Установление мира во всём мире посредством спорта — декларируемые принципы Олимпийских игр — на самом деле не более, чем иллюзия, пишет историк спорта Патрик Кластр на страницах швейцарского издания Le Temps. На фоне пустых заявлений МОК о нейтралитете и аполитичности Олимпийских игр, на протяжении всего своего существования они были ареной противостояния мировых держав, полагает эксперт.
Когда барон Пьер де Кубертен впервые заговорил о возрождении Олимпийских игр в 1892 году, ему представлялось, что дух атлетизма будет способствовать установлению мира в Европе, пишет историк спорта Университета Лозанны Патрик Кластр на страницах Le Temps.

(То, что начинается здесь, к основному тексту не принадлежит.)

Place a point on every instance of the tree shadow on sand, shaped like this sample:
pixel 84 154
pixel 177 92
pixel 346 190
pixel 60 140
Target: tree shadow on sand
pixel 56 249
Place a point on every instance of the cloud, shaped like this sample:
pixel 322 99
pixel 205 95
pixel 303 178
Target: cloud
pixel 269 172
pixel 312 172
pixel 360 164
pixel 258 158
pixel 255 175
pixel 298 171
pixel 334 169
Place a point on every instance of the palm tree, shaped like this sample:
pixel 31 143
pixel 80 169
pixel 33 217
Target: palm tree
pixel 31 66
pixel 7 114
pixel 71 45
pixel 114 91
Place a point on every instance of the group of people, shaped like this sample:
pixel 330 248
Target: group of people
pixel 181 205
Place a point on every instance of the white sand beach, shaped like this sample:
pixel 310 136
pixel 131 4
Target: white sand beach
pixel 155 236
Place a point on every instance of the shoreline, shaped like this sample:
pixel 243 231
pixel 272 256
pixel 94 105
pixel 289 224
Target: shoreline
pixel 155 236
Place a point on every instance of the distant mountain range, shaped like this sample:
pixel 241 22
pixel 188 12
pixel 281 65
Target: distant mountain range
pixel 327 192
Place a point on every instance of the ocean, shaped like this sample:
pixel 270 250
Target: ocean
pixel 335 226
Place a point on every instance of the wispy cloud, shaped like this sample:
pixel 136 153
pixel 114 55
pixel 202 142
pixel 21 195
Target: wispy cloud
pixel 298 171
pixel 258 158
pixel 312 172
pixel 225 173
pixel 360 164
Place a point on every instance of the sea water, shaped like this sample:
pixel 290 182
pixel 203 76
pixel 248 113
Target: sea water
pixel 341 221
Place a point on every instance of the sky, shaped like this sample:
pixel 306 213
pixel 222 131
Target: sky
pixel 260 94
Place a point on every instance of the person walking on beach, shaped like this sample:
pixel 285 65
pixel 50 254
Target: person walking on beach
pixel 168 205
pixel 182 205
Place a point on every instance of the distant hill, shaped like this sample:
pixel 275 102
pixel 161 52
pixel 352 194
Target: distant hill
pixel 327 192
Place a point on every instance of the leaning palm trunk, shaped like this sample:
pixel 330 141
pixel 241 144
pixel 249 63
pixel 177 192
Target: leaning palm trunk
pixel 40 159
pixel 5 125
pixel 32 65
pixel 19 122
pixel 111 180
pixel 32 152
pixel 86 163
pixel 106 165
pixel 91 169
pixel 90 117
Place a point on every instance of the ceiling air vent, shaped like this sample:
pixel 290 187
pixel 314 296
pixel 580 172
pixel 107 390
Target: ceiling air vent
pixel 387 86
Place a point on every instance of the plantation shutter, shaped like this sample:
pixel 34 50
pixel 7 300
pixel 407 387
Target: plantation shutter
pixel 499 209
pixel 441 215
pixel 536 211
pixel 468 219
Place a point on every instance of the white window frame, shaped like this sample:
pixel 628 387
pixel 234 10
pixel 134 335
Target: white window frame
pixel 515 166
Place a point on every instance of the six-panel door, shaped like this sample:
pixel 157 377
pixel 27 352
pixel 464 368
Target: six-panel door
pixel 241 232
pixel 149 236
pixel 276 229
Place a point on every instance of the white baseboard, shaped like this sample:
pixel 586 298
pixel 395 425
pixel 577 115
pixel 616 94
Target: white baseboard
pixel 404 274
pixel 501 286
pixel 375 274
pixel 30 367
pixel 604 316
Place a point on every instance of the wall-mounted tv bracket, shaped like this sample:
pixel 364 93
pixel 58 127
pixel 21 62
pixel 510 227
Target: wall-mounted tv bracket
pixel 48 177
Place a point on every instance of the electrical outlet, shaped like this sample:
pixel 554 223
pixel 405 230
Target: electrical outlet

Молодым представителям европейской элиты любительский спорт с его «рыцарской этикой честной игры» казался антиподом профессиональному спорту с его азартными болельщиками, выходцами из народа.
Однако, как отмечает историк, в скором времени олимпийские соревнования превратились в арену противостояния между нациями. В 1908 году на Олимпийских играх в Лондоне спортсмены уже участвовали не от собственного имени и не от имени своих клубов. Они стали членами национальных сборных. Соревнование между Британией и США (как на стадионе, так и на трибунах) было тогда столь яростным, что епископ пенсильванский вынужден был произнести свою знаменитую речь о том, что «главное — участие», пишет историк.
«На всём протяжении XX века напыщенный национализм старой Европы сходился в схватке с диктаторскими режимами, впрочем, как и с имперскими демократиями, превращая олимпийские стадионы в популярнейший театр международной борьбы», — считает Кластр.
Свидетелем того, как на олимпийских стадионах разворачивается «реальная политика», мир был и в 1936 году в Берлине, и в 1968-м в Мехико, и в 2008-м в Пекине, и в 2014 году в Сочи, уверен историк. И всё, что мог противопоставить этому Международный олимпийский комитет (МОК), были пустые слова об установлении мира посредством спорта, нейтралитете и аполитичности Олимпиады, отмечает эксперт.
Во времена холодной войны МОК пытался продвигать идею создания общих олимпийских сборных для разделённых наций. «Если две Германии были представлены в 1956, 1960 и 1964 годах единой командой, так это потому, что МОК не желал признавать Олимпийский комитет Восточной Германии», — напоминает Кластр. Однако эта «фикция единой Германии» не помешала ни строительству Берлинской стены в 1961 году, ни созданию «системы государственного допинга» в ГДР.
Что касается предстоящего шествия Северной и Южной Кореи под объединённым знаменем на открытии Олимпиады в Пхёнчхане, швейцарский историк спорта напоминает, что этот случай не первый. Две сборные уже проходили под объединённым знаменем и на Олимпиадах 2000, 2004 и 2006 годов, однако примирению двух стран это ничуть не помогло.
Единственный вклад, который удалось внести МОК в дело мира, — это получение у ООН в 1993 году права объявлять олимпийское перемирие каждые два года, отмечает эксперт. При этом, по его словам, эта традиция была выдумана и никогда не существовала в античной Греции.
Олимпийское примирение Северной и Южной Кореи заставило многих говорить о том, что МОК в этой связи может претендовать на Нобелевскую премию мира. Однако, по мнению Кластра, для этого «олимпийский мир» должен вылиться в настоящее примирение двух государств. К тому же, по убеждению автора статьи, на премию мира МОК сможет надеяться только тогда, когда он станет выбирать своих членов по принципу их преданности общественным идеалам и независимости от власти и капитала.
Скепсис вызывает у эксперта и решение МОК создать женскую команду по хоккею с участием спортсменок из Северной и Южной Кореи. Тот факт, что иллюзия единой Кореи создаётся за счёт хоккеисток и их тренеров, вынужденных в последний момент составлять команду из незнакомых друг с другом игроков, посылает не лучший сигнал Нобелевскому комитету, уверен автор.